Red yeast rice could be a promising agent to prevent or treat second-generation antipsychotic-induced hyperlipidemia. - GreenMedInfo Summary
Red Yeast Rice (RYR) supplementation in patients treated with second-generation antipsychotics.
Complement Ther Med. 2018 Apr ;37:167-171. Epub 2018 Mar 15. PMID: 29609929
Antonio Bruno
OBJECTIVE: Second-generation antipsychotics (SGAs) have a negative impact on metabolic syndrome (MetS) risk factors for their effects on body weight and on metabolic parameters. Statins are widely used in the treatment of dyslipidemia; less is known on the ability of statins to treat SGAs-induced dyslipidemia, and nutraceutical approaches may represent promising strategies in SGAs-treated patients. Red Yeast Rice (RYR), the fermented product of the Aspergillaceae mold Monascus purpureus (red yeast) grown on white rice, has been shown to have a cholesterol-lowering effect which can be ascribed to monacolin K, although other active compounds may play a role management of hyperlipidemia. The present study was aimed to explore the efficacy and safety of RYR treatment on clinical and metabolic parameters in a sample of subjects receiving SGAs.

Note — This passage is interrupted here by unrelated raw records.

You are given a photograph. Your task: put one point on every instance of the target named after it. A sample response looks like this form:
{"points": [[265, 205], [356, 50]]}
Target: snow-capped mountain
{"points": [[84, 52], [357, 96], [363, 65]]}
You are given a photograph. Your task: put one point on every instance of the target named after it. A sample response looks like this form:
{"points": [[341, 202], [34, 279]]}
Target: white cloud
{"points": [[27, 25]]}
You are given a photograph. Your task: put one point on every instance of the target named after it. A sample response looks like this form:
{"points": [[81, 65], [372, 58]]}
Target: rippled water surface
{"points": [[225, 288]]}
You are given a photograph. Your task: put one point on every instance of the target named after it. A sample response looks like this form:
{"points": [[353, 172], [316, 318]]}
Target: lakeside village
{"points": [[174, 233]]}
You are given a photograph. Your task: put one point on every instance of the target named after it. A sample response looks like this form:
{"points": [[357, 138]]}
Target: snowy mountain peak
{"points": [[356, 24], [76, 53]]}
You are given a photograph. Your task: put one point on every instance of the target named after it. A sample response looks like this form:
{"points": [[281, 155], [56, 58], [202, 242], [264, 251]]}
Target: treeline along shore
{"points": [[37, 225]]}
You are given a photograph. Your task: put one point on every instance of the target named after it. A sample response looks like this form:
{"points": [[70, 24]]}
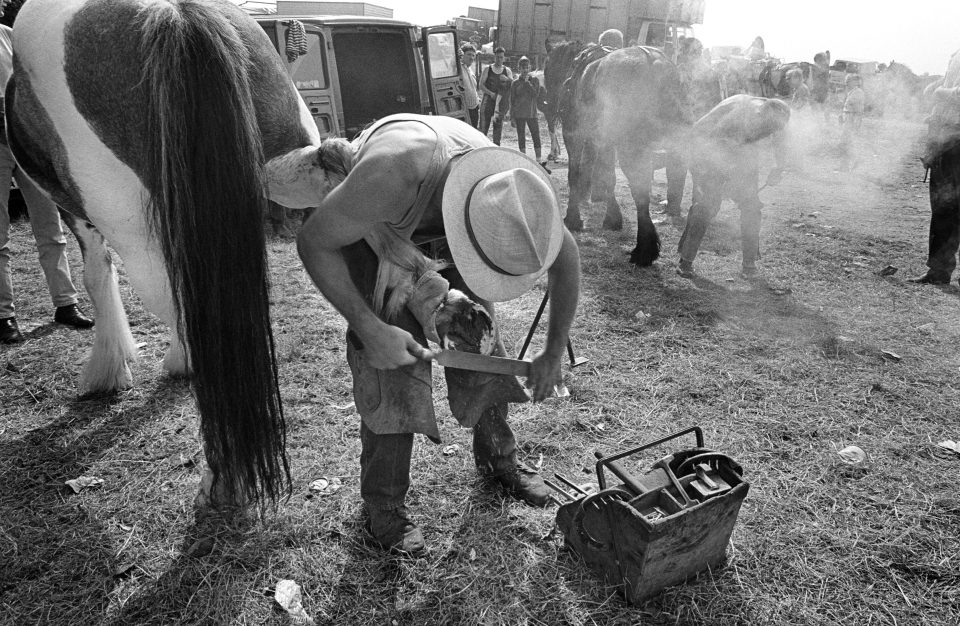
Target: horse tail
{"points": [[204, 172]]}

METHODS: Fifteen outpatients treated with SGAs assumed RYR at the oral daily dose of 200 mg/day (total monacolin K = 11.88 mg) for 30 days. Fasting levels of triglycerides, total cholesterol, high density lipoprotein cholesterol, low density lipoprotein cholesterol and glucose were determined.
RESULTS: RYR administration resulted in a statistically significant reduction of LDL (p = 0.029), corresponding to 11.0% decrease from baseline mean value. No significant differences in clinical and in other and metabolic parameters were observed.
CONCLUSIONS: Our findings suggest that RYR, at the daily dose of 200 mg for 30 days, could be a promising agent to prevent and/or treat SGAs-induced hyperlipidemia. However, future adequately-powered and well-designed studies with long-term follow-up should evaluate RYR effectiveness, as an alternative option to statins, on the SGAs-induced metabolic side effects.